Die hohen Flüchtlingszahlen stellen das Land dabei vor neue Herausforderungen. Seit Jahresende 2014 haben sich die Zugangszahlen noch einmal deutlich nach oben entwickelt, sodass mit einer Überschreitung der Prognosen des Bundesamtes für Migration und Flüchtlinge (BAMF) zu rechnen ist. Der Bund, die Länder und die Kommunen können nur gemeinsam die Voraussetzungen für eine menschenwürdige Unterbringung und Betreuung von Flüchtlingen gewährleisten. Der Bund hat deshalb in den vergangenen Monaten
Verantwortung übernommen. Für die Flüchtlingsunterbringung stellt der Bund den Ländern je 500 Millionen Euro in den Jahren 2015 und 2016 zur Verfügung. Leerstehende Bundesimmobilien werden befristet mietfrei für die Unterbringung von Flüchtlingen zur Verfügung gestellt. Für ein schnelleres Asylantragsverfahren wurden 650 zusätzliche Stellen im BAMF geschaffen und Bosnien und Herzegowina, Mazedonien und Serbien zu sicheren Herkunftsstaaten erklärt.

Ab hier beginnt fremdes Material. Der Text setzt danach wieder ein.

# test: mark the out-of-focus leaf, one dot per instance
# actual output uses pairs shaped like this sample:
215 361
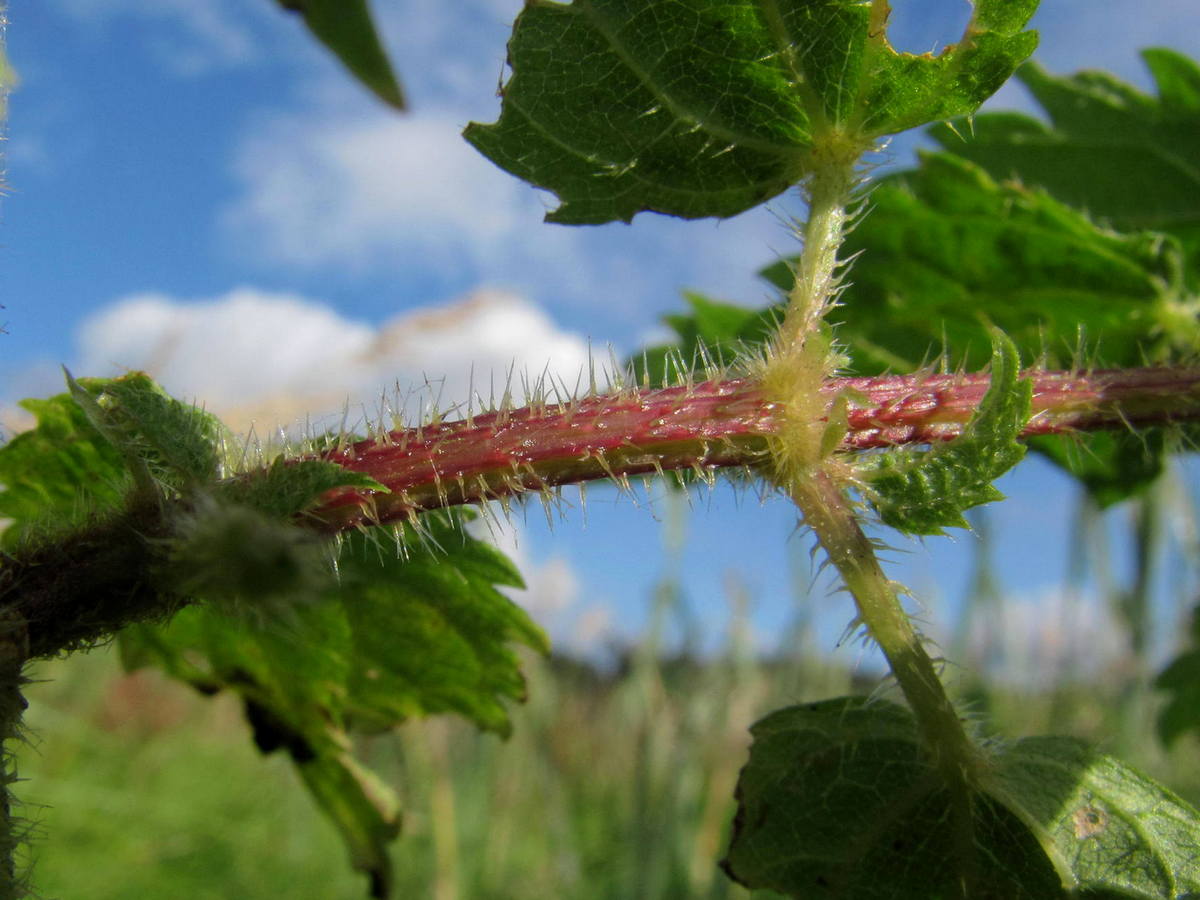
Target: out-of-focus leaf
1181 682
1128 159
58 471
839 799
346 28
405 634
927 492
696 108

Darüber hinaus hat der Bund ganz konkret die Situation der Asylbewerber und Geduldeten verbessert. Die Residenzpflicht, die bereits von den Ländern Niedersachsen und Bremen landesgesetzlich gelockert wurde, wurde bundesweit abgeschafft. Zudem wurde der Arbeitsmarktzugang deutlich erleichtert. Asylbewerber und Geduldete dürfen nun bereits nach drei Monaten in Deutschland erwerbstätig werden. Die Mittel für Integrationskurse zum Spracherwerb wurden zudem im Jahr 2014 auf 244 Millionen Euro erhöht und im Haushalt 2015 verstetigt. Dennoch müssen wir die Rahmenbedingungen stets anhand der aktuellen Entwicklung überprüfen. Bei allen Anstrengungen, die bereits vor Ort, von den Ländern und im Bund unternommen werden, erkennen wir in unserer täglichen Arbeit weiteren Handlungsbedarf. Die Kommunen, die eine besonders große Verantwortungsbereitschaft zeigen und hervorragende Arbeit leisten, werden finanziell, personell und logistisch besonders gefordert.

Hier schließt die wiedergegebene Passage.